© AP/Zhang Jiansong
A Chinese helicopter rescues passengers from the ship Shokalsky on the 2nd of January.
Antarctic expeditioners rescued by an Australian icebreaker have apologised for an operation that could cost taxpayers up to $2.4 million.

Fifty-two passengers rescued from a Russian ship trapped in sea ice have arrived in Hobart aboard the Australian Antarctic vessel Aurora Australis, nearly three weeks after the emergency began.

The MV Akademik Shokalskiy, chartered by the Australasian Antarctic Expedition to retrace the steps of explorer Sir Douglas Mawson, became stuck in thick sea ice on Christmas Eve.

"We're incredibly grateful to everyone who's come out to help us," leader of the privately funded expedition, Professor Chris Turney, told a media conference in Hobart.

"We are terribly sorry for any impact that it might have had on fellow colleagues whose work has been delayed.
"Any experienced Antarctic scientist knows that's an inherent risk."

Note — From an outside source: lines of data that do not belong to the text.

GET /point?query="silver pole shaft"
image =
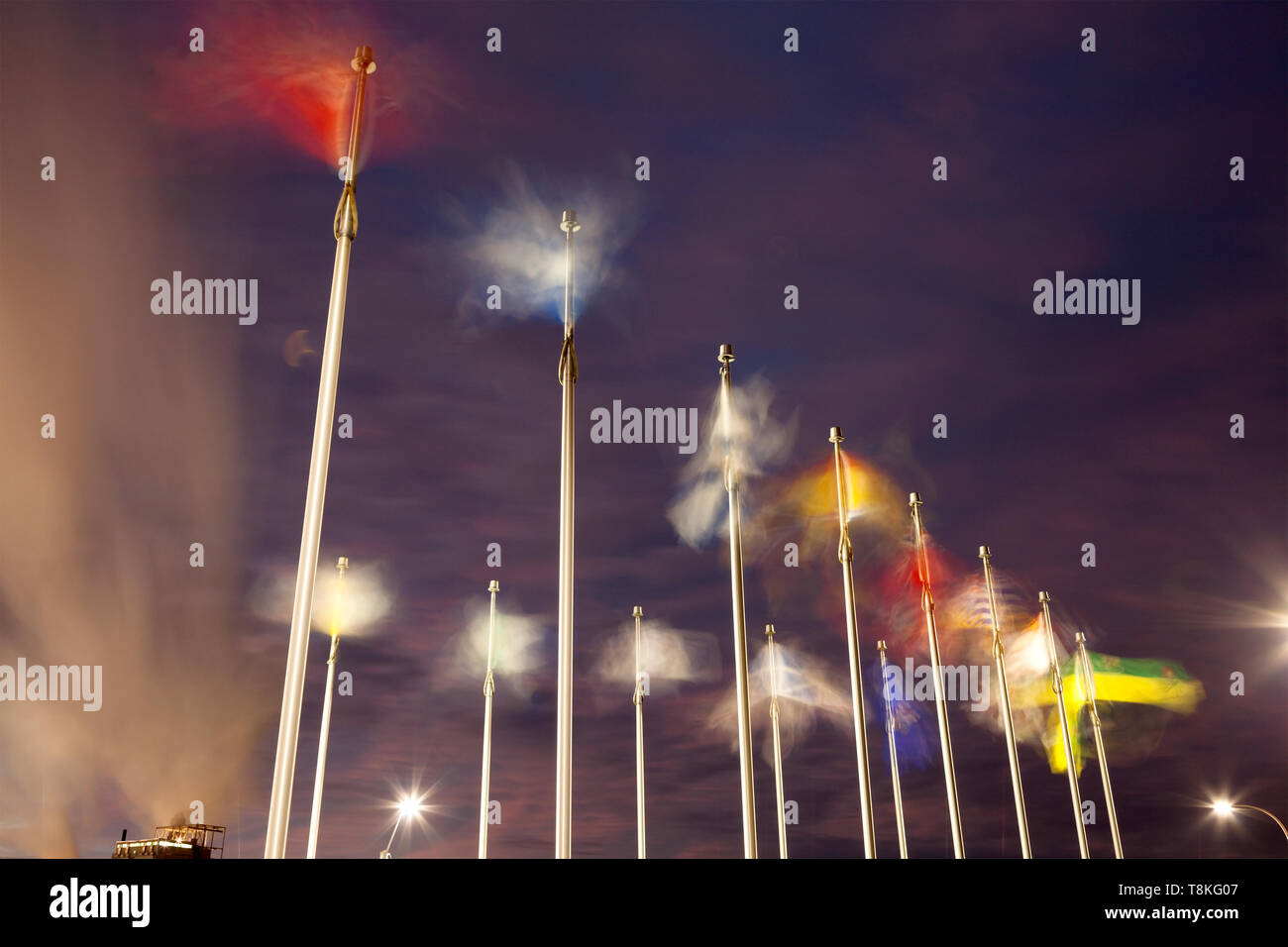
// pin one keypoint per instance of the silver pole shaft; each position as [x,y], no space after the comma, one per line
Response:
[1090,689]
[894,759]
[316,815]
[778,745]
[397,822]
[563,716]
[945,744]
[1008,720]
[301,612]
[1057,686]
[488,689]
[639,735]
[845,553]
[739,615]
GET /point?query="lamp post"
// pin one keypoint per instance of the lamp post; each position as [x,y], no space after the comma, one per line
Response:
[346,230]
[1227,808]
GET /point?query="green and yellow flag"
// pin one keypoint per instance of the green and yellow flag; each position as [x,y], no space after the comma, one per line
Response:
[1116,681]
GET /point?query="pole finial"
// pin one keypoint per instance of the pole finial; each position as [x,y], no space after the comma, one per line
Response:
[364,60]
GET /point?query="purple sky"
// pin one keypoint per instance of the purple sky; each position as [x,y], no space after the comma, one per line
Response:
[768,169]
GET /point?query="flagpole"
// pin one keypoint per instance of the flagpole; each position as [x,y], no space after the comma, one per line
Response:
[1069,764]
[301,612]
[894,757]
[323,737]
[739,611]
[563,712]
[1008,720]
[1090,693]
[778,745]
[845,553]
[488,689]
[639,733]
[945,744]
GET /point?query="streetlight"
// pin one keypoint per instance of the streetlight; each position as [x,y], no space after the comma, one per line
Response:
[407,808]
[1225,808]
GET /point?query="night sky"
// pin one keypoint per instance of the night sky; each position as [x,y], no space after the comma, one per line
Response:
[767,169]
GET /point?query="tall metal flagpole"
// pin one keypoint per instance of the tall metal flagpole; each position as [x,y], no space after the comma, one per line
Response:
[739,611]
[292,692]
[488,689]
[639,732]
[945,744]
[1090,689]
[316,815]
[1008,720]
[845,553]
[894,758]
[778,744]
[563,715]
[1057,686]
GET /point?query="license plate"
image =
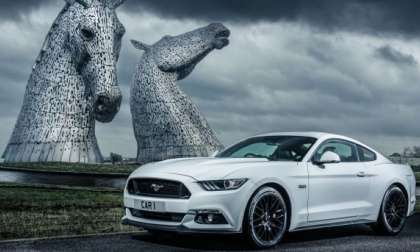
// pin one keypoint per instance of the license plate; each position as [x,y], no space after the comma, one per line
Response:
[148,205]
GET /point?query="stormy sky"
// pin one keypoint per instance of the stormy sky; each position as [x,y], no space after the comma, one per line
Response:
[348,67]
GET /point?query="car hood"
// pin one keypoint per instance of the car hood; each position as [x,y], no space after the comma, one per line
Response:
[199,168]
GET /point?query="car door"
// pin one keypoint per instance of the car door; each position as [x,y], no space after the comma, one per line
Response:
[338,192]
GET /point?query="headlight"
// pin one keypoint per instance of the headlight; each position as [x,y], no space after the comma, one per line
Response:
[222,185]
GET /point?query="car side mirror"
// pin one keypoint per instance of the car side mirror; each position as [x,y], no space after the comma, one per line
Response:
[328,157]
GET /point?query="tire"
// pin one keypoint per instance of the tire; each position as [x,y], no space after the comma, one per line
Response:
[393,212]
[266,218]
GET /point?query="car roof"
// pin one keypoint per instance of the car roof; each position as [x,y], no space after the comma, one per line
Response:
[315,134]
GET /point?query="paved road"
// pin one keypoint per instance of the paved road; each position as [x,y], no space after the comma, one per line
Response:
[352,238]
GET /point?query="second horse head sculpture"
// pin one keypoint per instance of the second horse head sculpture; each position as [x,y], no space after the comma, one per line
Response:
[166,122]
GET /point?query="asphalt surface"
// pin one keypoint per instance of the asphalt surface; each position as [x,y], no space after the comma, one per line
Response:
[350,238]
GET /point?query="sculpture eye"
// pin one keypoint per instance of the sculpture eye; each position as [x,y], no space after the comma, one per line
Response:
[87,33]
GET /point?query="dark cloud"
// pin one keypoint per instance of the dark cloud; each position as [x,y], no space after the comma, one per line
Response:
[15,9]
[374,16]
[370,16]
[393,55]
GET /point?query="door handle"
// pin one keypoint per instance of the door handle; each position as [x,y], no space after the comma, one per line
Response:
[361,174]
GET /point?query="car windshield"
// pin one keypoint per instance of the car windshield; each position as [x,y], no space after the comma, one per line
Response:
[273,148]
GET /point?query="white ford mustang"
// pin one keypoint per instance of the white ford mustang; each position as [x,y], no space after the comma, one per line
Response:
[266,185]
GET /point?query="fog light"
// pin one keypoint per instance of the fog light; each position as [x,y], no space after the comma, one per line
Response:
[209,217]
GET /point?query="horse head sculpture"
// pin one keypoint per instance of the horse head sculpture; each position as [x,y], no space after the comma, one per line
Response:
[72,84]
[166,122]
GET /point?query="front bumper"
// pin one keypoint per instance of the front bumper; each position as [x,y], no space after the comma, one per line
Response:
[230,204]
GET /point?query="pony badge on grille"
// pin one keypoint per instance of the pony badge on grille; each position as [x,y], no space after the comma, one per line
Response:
[156,187]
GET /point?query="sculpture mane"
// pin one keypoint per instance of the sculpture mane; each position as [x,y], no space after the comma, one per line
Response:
[72,84]
[166,122]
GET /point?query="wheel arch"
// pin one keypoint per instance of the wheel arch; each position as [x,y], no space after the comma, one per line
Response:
[402,187]
[284,193]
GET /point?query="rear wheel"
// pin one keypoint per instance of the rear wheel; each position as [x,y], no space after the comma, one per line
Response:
[393,212]
[266,218]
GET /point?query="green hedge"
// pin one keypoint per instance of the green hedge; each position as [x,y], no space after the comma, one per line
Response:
[40,211]
[124,169]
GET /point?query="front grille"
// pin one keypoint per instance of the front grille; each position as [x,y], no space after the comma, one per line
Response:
[158,188]
[169,217]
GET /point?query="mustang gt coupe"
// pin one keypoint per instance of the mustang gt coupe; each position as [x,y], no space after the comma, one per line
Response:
[266,185]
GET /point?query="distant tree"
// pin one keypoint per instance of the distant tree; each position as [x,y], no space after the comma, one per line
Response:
[115,158]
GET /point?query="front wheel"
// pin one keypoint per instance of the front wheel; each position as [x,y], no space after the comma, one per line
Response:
[266,219]
[393,212]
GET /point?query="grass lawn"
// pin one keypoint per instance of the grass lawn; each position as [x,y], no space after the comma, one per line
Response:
[28,211]
[74,167]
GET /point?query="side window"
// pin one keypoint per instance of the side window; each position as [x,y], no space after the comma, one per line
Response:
[365,155]
[256,149]
[346,150]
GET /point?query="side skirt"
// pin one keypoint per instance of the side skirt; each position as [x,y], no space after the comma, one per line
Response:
[337,224]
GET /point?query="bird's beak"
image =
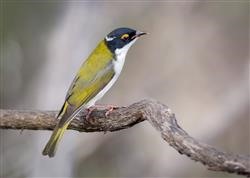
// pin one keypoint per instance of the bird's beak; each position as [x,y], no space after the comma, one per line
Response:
[138,34]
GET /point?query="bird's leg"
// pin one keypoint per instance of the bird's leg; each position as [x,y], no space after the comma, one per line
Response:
[90,110]
[110,109]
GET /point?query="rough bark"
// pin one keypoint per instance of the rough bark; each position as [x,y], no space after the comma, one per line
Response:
[160,117]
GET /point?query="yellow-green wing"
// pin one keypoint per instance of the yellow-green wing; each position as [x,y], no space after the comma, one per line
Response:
[93,76]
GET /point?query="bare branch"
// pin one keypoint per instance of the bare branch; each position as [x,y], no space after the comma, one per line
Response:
[156,113]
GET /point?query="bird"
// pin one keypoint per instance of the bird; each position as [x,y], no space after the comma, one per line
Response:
[95,77]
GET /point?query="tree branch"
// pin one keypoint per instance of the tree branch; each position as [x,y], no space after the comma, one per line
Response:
[156,113]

Comment: And no, Chris Turney aka "the Penguin" is no experienced Antarctic scientist unless we add political scientists and spin doctors into the equation.


Australian Antarctic Division (AAD) director Dr Tony Fleming said costs were still being determined but could range from $1.8 million to $2.4 million.

He said fuel, supplies, staff and the charter of the Aurora would all contribute.

Costs associated with delays to scientific programs, including a major study of ocean acidification scheduled for next year, were harder to pin down, Dr Fleming said.

"The government will be pursuing all avenues to recover costs and minimise the burden to the Australian taxpayer," he said.

The AAD is now in discussions with the insurers of the ship and the expedition organisers, the University of NSW.

The Shokalskiy's captain sent out a distress call when he became concerned about icebergs near Commonwealth Bay, and became stuck in the ice.

After the failure of initial attempts by icebreakers to reach the trapped ship, the passengers were eventually airlifted by a Chinese chopper to the Aurora in a rescue involving four nations.

Professor Turney said the expedition had not taken unnecessary risks.

"It was an extreme event and it caught us," he said.

It was too early to say whether the expedition would pay any of the cost of the rescue, he said.